MeanStdFilter Observation filter also normalizes action mask

I’m attempting to use the MeanStdFilter observation filter with an environment that uses action masking and I believe the filter is also normalizing the action mask. I’m using ray 0.8.5 with tensorflow 1.15.4. Here is a script to recreate the issue:

import argparse
import random
import numpy as np
import gym
from gym.spaces import Box, Discrete, Dict, Tuple

import ray
from ray import tune
from ray.rllib.models import ModelCatalog
from ray.rllib.models.tf.fcnet_v2 import FullyConnectedNetwork
from ray.rllib.models.tf.tf_modelv2 import TFModelV2
from ray.tune.registry import register_env
from ray.rllib.utils import try_import_tf
import ray.rllib.agents.ppo as ppo

tf = try_import_tf()

class ActionMaskingCartpole(gym.Env):

    def __init__(self):
        self.action_space = Tuple([Discrete(2), Discrete(5)])
        self.wrapped = gym.make("CartPole-v0")

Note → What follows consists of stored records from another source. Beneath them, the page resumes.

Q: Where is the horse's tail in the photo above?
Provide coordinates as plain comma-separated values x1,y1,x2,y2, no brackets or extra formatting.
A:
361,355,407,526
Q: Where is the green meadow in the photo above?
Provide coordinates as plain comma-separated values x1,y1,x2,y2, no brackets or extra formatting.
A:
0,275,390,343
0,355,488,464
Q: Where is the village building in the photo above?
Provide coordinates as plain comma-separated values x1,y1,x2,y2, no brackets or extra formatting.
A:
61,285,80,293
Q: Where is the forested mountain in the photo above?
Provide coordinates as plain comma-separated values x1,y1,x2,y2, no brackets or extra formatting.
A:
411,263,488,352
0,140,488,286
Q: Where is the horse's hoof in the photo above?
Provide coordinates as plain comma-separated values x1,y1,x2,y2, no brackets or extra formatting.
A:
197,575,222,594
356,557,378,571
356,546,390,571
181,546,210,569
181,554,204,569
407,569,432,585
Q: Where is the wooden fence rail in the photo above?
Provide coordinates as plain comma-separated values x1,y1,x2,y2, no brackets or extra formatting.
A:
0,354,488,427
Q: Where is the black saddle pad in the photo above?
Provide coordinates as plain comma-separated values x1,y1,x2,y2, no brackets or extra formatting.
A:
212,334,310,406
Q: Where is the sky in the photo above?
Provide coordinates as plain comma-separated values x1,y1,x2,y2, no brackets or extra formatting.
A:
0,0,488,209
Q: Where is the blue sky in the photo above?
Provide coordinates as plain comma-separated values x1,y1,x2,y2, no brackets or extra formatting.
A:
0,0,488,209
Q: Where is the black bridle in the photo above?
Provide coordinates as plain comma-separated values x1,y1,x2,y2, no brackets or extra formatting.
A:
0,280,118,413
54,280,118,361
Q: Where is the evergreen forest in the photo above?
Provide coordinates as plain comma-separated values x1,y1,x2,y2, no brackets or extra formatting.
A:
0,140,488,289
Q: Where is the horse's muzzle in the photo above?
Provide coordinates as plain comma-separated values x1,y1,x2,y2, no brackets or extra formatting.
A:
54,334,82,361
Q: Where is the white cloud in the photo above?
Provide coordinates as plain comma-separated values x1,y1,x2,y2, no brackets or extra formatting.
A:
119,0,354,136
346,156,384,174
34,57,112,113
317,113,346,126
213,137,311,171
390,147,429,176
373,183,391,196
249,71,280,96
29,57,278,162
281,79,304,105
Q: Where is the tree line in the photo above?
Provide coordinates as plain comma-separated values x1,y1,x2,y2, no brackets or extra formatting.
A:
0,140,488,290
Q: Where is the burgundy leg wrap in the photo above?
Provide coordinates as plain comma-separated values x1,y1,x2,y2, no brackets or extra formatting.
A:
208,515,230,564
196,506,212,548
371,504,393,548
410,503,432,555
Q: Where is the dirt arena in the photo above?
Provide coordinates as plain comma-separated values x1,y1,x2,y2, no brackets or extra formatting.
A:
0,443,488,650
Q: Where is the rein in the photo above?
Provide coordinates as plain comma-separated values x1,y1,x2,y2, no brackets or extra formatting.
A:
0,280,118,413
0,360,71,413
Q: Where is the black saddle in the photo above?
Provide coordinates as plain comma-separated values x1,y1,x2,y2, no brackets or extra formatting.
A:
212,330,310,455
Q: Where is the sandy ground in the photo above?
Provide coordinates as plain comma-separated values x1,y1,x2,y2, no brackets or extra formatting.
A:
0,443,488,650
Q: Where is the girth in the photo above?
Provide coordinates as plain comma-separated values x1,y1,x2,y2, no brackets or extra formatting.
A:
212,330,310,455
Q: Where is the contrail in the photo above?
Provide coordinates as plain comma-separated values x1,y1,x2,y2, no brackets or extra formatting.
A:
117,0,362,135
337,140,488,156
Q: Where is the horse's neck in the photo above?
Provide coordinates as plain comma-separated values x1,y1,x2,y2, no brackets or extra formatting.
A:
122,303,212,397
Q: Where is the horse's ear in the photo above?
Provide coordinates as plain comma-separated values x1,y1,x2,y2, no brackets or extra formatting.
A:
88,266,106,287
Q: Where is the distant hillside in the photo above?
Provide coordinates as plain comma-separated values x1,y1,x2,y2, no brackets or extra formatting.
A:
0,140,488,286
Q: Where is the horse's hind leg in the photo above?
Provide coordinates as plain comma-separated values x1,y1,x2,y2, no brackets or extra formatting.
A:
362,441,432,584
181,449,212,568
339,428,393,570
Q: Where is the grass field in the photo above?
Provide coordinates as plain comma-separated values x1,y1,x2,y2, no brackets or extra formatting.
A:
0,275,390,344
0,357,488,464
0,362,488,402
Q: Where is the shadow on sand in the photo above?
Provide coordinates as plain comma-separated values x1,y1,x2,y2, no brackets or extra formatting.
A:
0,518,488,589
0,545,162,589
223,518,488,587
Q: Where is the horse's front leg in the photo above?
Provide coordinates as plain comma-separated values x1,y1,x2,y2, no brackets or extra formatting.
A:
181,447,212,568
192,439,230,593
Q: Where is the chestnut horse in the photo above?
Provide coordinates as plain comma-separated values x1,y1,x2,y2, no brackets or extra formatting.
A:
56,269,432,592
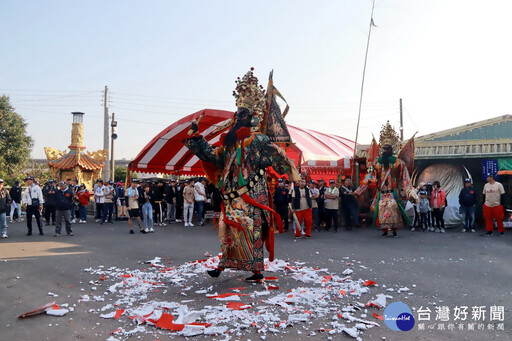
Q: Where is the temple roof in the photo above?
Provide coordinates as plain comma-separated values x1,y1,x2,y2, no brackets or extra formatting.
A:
48,150,105,170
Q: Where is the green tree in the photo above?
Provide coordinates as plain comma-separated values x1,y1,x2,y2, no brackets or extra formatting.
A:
0,96,34,182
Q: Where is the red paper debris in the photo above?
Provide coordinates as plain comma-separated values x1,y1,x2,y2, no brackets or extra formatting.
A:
226,302,251,310
114,309,124,320
155,313,185,332
322,276,332,283
363,281,377,287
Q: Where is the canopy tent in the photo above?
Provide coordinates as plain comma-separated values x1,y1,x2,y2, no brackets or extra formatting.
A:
128,109,354,175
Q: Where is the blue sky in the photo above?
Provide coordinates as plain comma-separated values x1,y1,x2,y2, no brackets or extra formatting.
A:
0,0,512,159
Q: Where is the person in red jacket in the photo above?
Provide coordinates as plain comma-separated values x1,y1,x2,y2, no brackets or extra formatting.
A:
430,181,446,233
76,184,91,224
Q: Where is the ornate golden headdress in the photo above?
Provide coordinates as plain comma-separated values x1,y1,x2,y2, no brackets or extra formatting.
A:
233,67,265,115
379,121,402,153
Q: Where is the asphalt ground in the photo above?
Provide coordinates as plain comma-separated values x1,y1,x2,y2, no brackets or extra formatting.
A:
0,221,512,340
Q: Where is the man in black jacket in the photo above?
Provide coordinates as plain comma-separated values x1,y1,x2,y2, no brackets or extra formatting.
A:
9,180,23,223
55,181,73,237
164,179,177,224
340,177,359,231
459,178,478,232
0,179,11,238
152,180,167,226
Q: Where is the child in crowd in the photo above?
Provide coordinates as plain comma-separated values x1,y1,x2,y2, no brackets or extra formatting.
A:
412,190,431,232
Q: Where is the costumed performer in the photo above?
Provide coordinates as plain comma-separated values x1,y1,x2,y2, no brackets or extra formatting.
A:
355,121,418,237
183,68,300,281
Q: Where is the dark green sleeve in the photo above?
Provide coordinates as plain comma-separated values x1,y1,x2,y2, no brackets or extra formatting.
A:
183,136,224,169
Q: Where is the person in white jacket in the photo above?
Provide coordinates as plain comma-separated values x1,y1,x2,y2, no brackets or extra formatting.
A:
94,179,105,223
22,176,44,236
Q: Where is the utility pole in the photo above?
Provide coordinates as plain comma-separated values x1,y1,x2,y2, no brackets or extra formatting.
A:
110,112,117,181
103,85,110,181
400,98,404,141
352,0,375,179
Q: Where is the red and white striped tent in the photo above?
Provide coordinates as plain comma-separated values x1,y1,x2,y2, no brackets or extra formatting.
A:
128,109,354,175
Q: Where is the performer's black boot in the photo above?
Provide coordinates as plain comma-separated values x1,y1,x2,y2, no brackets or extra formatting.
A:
245,274,263,282
206,269,222,278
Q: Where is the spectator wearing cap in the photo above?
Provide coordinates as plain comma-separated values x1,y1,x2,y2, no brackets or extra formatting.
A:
76,184,91,224
194,178,206,226
308,179,320,232
22,176,44,236
43,179,58,226
290,179,313,238
164,179,178,224
411,190,431,232
340,177,359,231
116,182,128,218
459,178,478,232
482,173,505,236
274,179,290,231
101,180,116,224
55,181,73,237
316,179,327,229
430,181,446,233
0,179,11,238
324,180,340,232
94,179,105,223
9,180,23,223
126,179,148,234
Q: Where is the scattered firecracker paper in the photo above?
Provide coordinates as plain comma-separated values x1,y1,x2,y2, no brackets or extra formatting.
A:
78,253,414,341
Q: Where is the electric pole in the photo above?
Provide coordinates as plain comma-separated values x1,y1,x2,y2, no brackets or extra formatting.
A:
400,98,404,141
103,85,110,181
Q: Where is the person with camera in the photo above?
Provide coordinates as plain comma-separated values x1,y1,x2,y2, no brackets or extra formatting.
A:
23,176,44,236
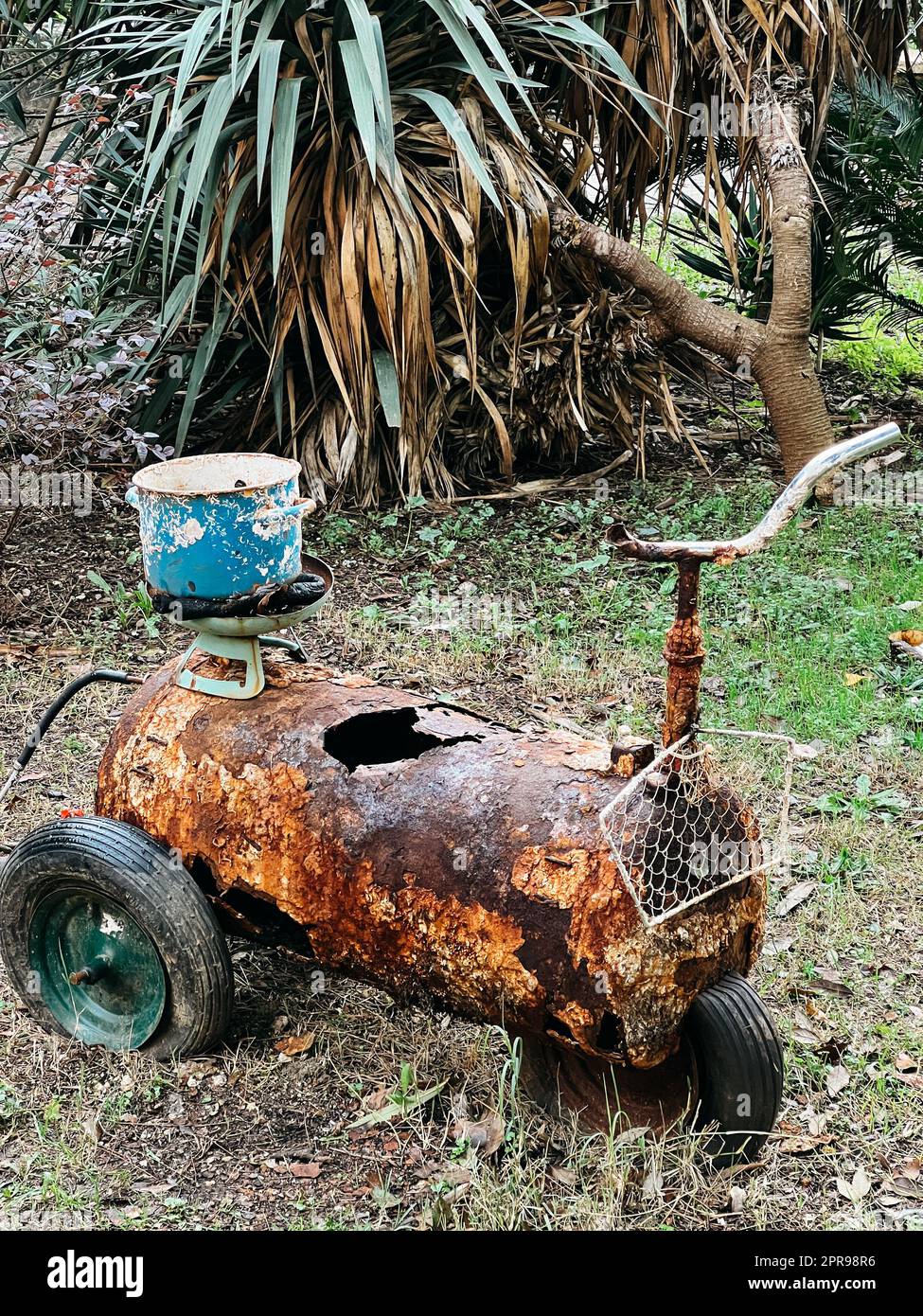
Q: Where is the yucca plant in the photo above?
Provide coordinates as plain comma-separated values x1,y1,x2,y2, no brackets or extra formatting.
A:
23,0,664,502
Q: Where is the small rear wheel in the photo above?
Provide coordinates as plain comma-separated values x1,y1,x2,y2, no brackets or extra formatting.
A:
523,974,782,1170
683,974,784,1167
0,817,233,1058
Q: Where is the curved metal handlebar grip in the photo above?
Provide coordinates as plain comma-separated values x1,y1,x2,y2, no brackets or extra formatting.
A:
609,424,900,566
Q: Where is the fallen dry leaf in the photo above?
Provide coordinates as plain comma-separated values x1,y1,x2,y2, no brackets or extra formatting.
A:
775,881,818,918
836,1165,872,1202
275,1033,317,1056
811,969,852,996
289,1161,323,1179
826,1065,849,1096
452,1111,506,1155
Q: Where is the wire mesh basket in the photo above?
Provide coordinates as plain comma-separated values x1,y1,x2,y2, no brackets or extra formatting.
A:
600,729,794,928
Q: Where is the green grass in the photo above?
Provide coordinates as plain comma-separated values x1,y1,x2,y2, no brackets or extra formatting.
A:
825,311,923,394
320,457,923,746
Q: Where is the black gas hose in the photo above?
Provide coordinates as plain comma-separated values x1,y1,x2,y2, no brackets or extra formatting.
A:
0,667,144,803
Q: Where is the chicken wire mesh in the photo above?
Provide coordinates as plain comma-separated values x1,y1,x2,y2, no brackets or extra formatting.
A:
600,729,794,927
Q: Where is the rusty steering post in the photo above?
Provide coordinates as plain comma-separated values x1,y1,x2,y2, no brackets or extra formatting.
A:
609,424,900,746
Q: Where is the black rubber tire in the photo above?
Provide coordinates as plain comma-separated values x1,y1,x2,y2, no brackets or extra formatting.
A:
683,974,784,1168
0,817,233,1059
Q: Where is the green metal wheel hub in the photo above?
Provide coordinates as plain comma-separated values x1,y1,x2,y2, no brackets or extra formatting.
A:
29,884,168,1052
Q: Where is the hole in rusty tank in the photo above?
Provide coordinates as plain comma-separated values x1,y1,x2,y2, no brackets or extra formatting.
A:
324,708,478,773
545,1015,574,1042
596,1015,626,1052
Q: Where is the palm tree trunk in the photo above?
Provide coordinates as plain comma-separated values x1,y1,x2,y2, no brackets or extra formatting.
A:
552,78,833,478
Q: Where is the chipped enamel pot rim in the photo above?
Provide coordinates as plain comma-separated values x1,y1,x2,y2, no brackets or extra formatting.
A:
127,453,302,598
132,453,302,497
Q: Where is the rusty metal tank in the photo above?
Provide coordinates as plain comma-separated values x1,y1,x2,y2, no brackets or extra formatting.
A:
97,662,765,1069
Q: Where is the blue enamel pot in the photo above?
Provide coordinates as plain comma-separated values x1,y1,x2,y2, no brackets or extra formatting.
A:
127,453,314,598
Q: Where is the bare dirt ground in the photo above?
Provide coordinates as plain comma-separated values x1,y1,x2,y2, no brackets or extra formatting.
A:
0,454,923,1231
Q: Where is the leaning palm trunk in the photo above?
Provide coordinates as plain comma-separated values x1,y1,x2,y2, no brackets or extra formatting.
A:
1,0,915,503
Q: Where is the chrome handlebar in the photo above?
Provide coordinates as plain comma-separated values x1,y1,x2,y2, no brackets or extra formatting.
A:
609,424,900,566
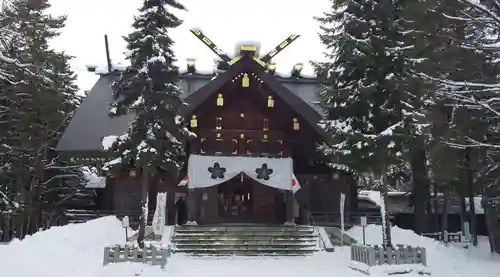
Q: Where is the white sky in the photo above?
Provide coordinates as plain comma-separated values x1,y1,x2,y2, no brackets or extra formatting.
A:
46,0,330,91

        self.observation_space = Dict({
            "action_mask": Tuple([Box(0, 1, shape=(x.n,)) for x in self.action_space.spaces]),
            "state": self.wrapped.observation_space,
        })

    def update_avail_actions(self):
        pass

    def reset(self):
        self.update_avail_actions()
        
        return {
            "action_mask": [np.array([1.] * x.n) for x in self.action_space.spaces],
            "state": self.wrapped.reset(),
        }

    def step(self, action):
        actual_action = action[0]

        orig_obs, rew, done, info = self.wrapped.step(actual_action)
        self.update_avail_actions()

        obs = {
            "action_mask": [np.array([1.] * x.n) for x in self.action_space.spaces],
            "state": orig_obs,
        }
        return obs, rew, done, info

class ActionMaskingModel(TFModelV2):
    def __init__(self, obs_space, action_space, num_outputs, model_config, name, true_obs_shape=(4,), **kw):
        super(ActionMaskingModel, self).__init__(
            obs_space, action_space, num_outputs, model_config, name, **kw)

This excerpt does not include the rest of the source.